Was deutlich wird ist, dass der Raum unter dem Centre Pompidou nicht ausschliesslich der Repräsentation gewidmet war, sondern als «ein Haus nur für Schöpfer:innen, ohne feste Definition von Kultur» diente. Die Menschen, die sich dort aufhielten und wiederkamen, betrachteten Motorradfahren, Physik oder Schlafen genauso als Form der Kultur wie das Spielen eines Blechinstruments, Malen oder Arbeiten mit Ton. Selbst die alltäglichsten Aktivitäten wurden hier ebenso kreativ betrachtet wie jede künstlerische Schöpfung. Durch die bewusste Nichtverstärkung eines vordefinierten Systems, das darüber entscheidet, was als «gute» oder «schlechte» Qualität gilt, schuf dieser alternative Raum ein System, in dem Menschen entschlossen waren, sich selbst zu entfalten.
Dort begrüssten sich alle mit einem freundlichen Lächeln oder einem Zeichen der Anerkennung. Anstatt ständig Kritik zu üben und zu fordern, dass Institutionen sich ändern sollten, bot das Centre Beaubourg eine Möglichkeit der Veränderung für diejenigen, die sie aktiv nutzen wollten. Die Geschichte im Buch hebt hervor, dass «wir oft darauf fixiert sind, Strukturen zu verändern und Formen zu brechen, ohne zu begreifen, dass es ebenso wichtig ist, unsere eigene Starrheit zu überwinden.» Ein Ort ohne starre Struktur mag seine Mängel haben und gelegentlich chaotisch erscheinen, er ist jedoch aufrichtig und einladend. Die Menschen kommen an diese Orte, um sich ihren eigenen kulturellen Produktion zu widmen und eigenverantwortlich zu handeln.
Und ähnlich gestaltet sich auch die Geschichte von CIVIC, im Erdgeschoss des achtgeschossigen Hochhauses der HGK Basel.
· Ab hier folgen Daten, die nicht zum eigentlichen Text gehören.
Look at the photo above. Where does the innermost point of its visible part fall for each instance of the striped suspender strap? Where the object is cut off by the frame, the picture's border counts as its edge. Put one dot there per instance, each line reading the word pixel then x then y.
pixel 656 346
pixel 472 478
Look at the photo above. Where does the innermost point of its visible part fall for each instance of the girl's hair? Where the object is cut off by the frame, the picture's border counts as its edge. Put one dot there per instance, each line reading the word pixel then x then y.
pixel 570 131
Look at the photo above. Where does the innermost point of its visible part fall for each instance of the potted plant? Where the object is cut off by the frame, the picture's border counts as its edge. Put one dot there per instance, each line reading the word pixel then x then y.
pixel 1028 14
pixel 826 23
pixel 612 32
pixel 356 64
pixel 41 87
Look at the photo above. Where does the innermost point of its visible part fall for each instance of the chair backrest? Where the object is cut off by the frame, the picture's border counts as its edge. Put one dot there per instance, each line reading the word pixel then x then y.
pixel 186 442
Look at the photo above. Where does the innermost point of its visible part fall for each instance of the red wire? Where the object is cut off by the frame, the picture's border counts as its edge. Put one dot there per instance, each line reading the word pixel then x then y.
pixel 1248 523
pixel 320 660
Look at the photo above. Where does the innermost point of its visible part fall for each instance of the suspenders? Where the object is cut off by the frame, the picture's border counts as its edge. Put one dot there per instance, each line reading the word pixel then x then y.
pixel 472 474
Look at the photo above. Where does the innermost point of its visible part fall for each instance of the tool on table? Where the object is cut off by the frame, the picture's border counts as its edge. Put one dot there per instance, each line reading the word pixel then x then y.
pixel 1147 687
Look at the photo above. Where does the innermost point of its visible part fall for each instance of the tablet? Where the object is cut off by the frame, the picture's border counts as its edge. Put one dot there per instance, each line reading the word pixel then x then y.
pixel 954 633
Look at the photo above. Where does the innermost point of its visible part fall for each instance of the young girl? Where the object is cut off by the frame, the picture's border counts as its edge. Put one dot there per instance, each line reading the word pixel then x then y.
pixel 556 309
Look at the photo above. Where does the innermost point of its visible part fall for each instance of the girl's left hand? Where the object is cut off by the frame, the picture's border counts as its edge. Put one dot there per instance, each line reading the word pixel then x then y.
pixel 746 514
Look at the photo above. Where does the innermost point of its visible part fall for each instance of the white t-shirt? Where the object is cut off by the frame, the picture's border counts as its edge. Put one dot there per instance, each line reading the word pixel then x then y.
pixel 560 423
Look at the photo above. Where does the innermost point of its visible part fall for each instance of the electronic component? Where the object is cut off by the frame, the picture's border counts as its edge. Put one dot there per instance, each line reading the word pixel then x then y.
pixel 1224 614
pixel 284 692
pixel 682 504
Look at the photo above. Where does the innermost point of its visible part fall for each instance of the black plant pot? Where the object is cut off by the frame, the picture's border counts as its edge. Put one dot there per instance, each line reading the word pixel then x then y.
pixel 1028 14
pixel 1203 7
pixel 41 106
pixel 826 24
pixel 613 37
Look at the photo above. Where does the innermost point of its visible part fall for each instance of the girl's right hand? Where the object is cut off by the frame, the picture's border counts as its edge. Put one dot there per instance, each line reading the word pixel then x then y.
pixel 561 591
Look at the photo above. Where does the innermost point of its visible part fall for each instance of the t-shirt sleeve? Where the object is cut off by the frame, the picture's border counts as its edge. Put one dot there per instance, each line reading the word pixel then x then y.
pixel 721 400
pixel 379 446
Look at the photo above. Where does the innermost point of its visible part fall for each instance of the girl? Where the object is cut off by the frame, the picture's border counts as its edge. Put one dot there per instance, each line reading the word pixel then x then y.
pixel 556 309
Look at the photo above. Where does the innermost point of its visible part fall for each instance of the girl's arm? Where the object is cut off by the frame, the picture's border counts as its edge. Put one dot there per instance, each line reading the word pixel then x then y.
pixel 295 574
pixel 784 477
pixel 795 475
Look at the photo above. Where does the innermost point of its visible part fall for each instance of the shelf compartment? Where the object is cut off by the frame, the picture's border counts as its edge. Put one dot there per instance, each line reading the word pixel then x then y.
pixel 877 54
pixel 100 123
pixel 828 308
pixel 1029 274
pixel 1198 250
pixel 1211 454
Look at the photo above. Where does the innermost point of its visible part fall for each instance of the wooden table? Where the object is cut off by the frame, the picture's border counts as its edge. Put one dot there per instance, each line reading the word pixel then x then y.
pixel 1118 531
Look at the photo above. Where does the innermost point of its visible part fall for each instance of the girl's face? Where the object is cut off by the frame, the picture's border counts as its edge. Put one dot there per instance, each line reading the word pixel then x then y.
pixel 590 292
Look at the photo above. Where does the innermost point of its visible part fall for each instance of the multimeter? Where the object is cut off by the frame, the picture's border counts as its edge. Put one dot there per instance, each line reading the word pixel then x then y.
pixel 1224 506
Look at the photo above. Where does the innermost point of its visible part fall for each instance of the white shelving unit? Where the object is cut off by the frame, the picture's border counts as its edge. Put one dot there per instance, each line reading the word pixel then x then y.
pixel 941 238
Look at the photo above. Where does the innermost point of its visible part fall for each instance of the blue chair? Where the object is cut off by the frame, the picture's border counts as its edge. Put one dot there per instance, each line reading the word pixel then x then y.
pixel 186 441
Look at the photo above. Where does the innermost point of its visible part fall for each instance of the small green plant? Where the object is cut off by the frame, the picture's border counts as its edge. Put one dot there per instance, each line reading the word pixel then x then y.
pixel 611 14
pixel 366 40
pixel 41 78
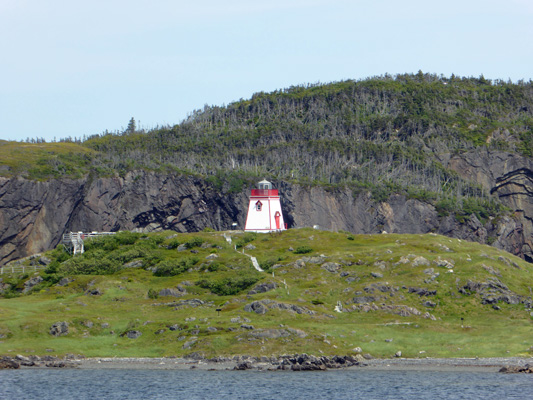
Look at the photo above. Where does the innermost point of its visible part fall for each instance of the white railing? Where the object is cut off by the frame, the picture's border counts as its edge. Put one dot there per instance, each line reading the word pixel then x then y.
pixel 73 241
pixel 20 269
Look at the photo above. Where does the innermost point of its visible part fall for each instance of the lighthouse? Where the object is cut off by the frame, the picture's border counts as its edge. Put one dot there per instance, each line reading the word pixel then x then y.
pixel 264 210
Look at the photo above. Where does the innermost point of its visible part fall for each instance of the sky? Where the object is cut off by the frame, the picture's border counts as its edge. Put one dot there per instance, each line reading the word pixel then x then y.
pixel 74 69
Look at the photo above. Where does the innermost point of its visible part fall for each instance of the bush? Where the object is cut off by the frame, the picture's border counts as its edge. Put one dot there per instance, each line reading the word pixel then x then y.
pixel 96 263
pixel 303 250
pixel 228 286
pixel 194 242
pixel 126 238
pixel 174 267
pixel 246 238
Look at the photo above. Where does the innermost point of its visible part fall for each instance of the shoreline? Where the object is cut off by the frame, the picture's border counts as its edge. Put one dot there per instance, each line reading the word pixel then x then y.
pixel 284 363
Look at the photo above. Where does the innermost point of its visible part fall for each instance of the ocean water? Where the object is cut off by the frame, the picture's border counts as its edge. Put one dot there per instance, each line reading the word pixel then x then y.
pixel 256 385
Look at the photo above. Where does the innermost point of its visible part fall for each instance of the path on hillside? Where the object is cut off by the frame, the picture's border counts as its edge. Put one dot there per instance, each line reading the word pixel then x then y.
pixel 255 263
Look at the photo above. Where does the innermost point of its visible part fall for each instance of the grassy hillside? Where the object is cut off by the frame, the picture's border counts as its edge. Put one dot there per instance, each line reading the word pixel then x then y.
pixel 44 160
pixel 424 295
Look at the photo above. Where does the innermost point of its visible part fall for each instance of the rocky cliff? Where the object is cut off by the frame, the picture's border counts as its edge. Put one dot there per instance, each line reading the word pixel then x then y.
pixel 34 215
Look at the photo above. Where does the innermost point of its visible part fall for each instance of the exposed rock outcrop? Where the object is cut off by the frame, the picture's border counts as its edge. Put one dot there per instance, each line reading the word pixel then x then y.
pixel 262 306
pixel 34 215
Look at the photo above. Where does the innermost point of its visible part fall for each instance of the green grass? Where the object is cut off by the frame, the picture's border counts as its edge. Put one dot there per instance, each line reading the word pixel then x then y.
pixel 124 304
pixel 40 161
Dort strebt CIVIC nicht nach Strenge in Form eines «White Cubes», einem neutralen Raum. CIVIC gibt nicht vor, die Funktionen dieses Raums zu definieren, wie es oft in vielen Räumen zum Lernen, Ruhen, Schlafen oder Tanzen getan wird. CIVIC wird vielmehr durch Aktivitäten und Fantasien sowie verschiedene Ausdrucksformen definiert. Es schlägt eine Kultur vor, die auf Teilnahme, Beitrag und Austausch abzielt. Hier leben die Menschen die Idee der Geselligkeit aus, hier interagieren Kreativität und Autonomie miteinander und nutzen die Infrastrukturen in ihrer Umgebung, um ihre eigenen Bedürfnisse zu stillen.
Im Eingangsbereich des Centre Beaubourg werden alle von einem Schild mit den Worten begrüsst: «Der Ausgangspunkt jeder Suche nach einer neuen Kultur ist, sie in die Hände der Interessierten zu legen.»
Bei CIVIC wurde das Motto «CIVIC ist das, was du daraus machst» vor zwei Jahren im Rahmen eines öffentlichen Quiz gemeinschaftlich definiert. Inzwischen wurde dieses Motto Realität: Studierende, Forscher:innen, Mitarbeitende und auch die Öffentlichkeit haben vielfältige Interventionen, Lesungen, Diskussionen, Performances Workshops, Ausstellungen und Treffen initiiert oder daran teilgenommen. Es entstanden Märkte, Buchläden, Modeschauen, Beratungssitzungen, geldfreier Austausch, Konzerte und Übernachtungen. Bei CIVIC steht es jedem:jeder frei dies zu tun, oder nicht.
Matylda Krzykowski
«So-Called» künstlerische Leiterin von CIVIC
Der Text wurde im englischen Original auf e-flux Education veröffentlicht.